Wissenschaftlicher Vogelschutz

Innerhalb der Kompetenzstelle intensiviert der OBS die landeskundliche Forschung auf dem Gebiet der wissenschaftlichen Vogelkunde, die zugleich der Förderung des Vogelschutzes sowie der Unterstützung in Fragen des Naturschutzes im Saarland dient. So wird in unterschiedlichen Monitoringprojekten mithilfe standardisierter Methoden die Bestandsentwicklung von seltenen, aber auch von "noch" häufigeren Brutvogelarten überwacht, um daraus eine belastbare Grundlage für Rückschlüsse auf die Entwicklungen in den jeweiligen Vogellebensräumen zu erhalten. Als lokale Organisation des Dachverbandes Deutscher Avifaunisten (DDA) fließen die Ergebnisse des OBS zudem in bundes- bzw. europaweite Forschungs- und Entwicklungsvorhaben ein. Wesentliche Schwerpunkte sind neben der landesweiten Sammlung und Aufbereitung vogelkundlicher Daten auch die regelmäßige Bewertung und Stellungnahme zu aktuellen Themen, bei denen der Vogelfauna eine besondere Relevanz als Umweltindikator zukommt. Dazu zählen etwa die Erstellung einer „Rote Liste“, die Datenbereitstellung für EU?Meldepflichten in Natura 2000-Schutzgebieten oder Übersichten zur aktuellen Entwicklung von Neozoen oder Koloniebrütern.

Zugvogelmonitoring an der NABU?Beringungsstation „Mittleres Saartal“

Seit 2008 betreibt der NABU Saarland die Vogelberingungsstation „Mittleres Saartal“ in Saarlouis-Lisdorf. Im sogenannten IKEA-Biotop, einem fünf Hektar großen Feuchtgebiet, das als Ausgleichsfläche zum Gewerbekomplex entstanden ist, werden jedes Jahr über 10.000 Vögel zur wissenschaftlichen Untersuchung gefangen, beringt, vermessen und wieder frei gelassen. Ziel ist die kontinuierliche Bestandserhebung, um Veränderungen und potenzielle Gefährdungen zu erkennen, z.B. im Zuge des Klimawandels. Insbesondere zum Herbstzug dient das Biotop einer Vielzahl von Zugvögeln als wichtiger Trittstein auf dem Weg in die Winterquartiere, darunter sind auch europaweit bedrohte und seltene Arten.
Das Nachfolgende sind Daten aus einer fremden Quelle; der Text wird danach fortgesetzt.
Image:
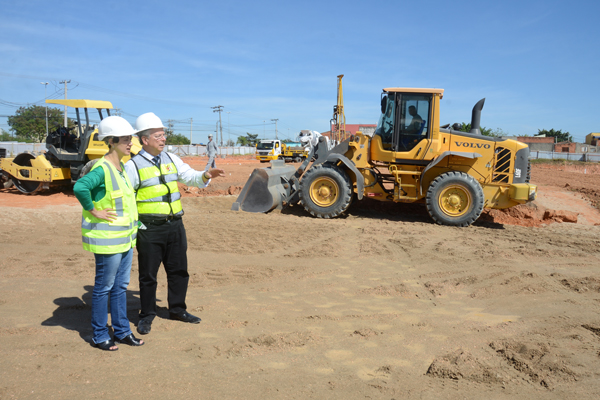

„Die Arbeit, die aktuell von einem kleinen ehrenamtlichen Team durchgeführt wird, saisonal durch Freiwillige aus ganz Deutschland verstärkt, ist beeindruckend. Für die Kenntnis um den Bestand der Arten im Saarland und deren Veränderungen, etwa durch klimatische Gegebenheiten, ist dieses Engagement unverzichtbar. So konnte bspw. 2019 im Feuchtgebiet der Saaraue nach längerer Trockenheit zum ersten Mal der Flussregenpfeifer nachgewiesen werden. Durch den Einsatz der Ornithologen ist dieser Fund erst nachweisbar geworden. Wir unterstützen daher gerne die Arbeit der Kompetenzstelle Vogelschutz und des NABU Saarland“, erklärt Umweltministerin Petra Berg.

Im Rahmen der Kompetenzstelle für Vogelschutz im Saarland ist eine Professionalisierung der wissenschaftlichen Arbeit vorgesehen. Ziel ist eine hauptamtliche Koordination und Betreuung der freiwilligen Beringungshelfer*innen aus ganz Deutschland. Das Team der Beringungsstation sucht aktuell noch Interessierte – mit und ohne Erfahrungen in der Vogelberingung – für den Zeitraum von 21.07.-31.10.2022.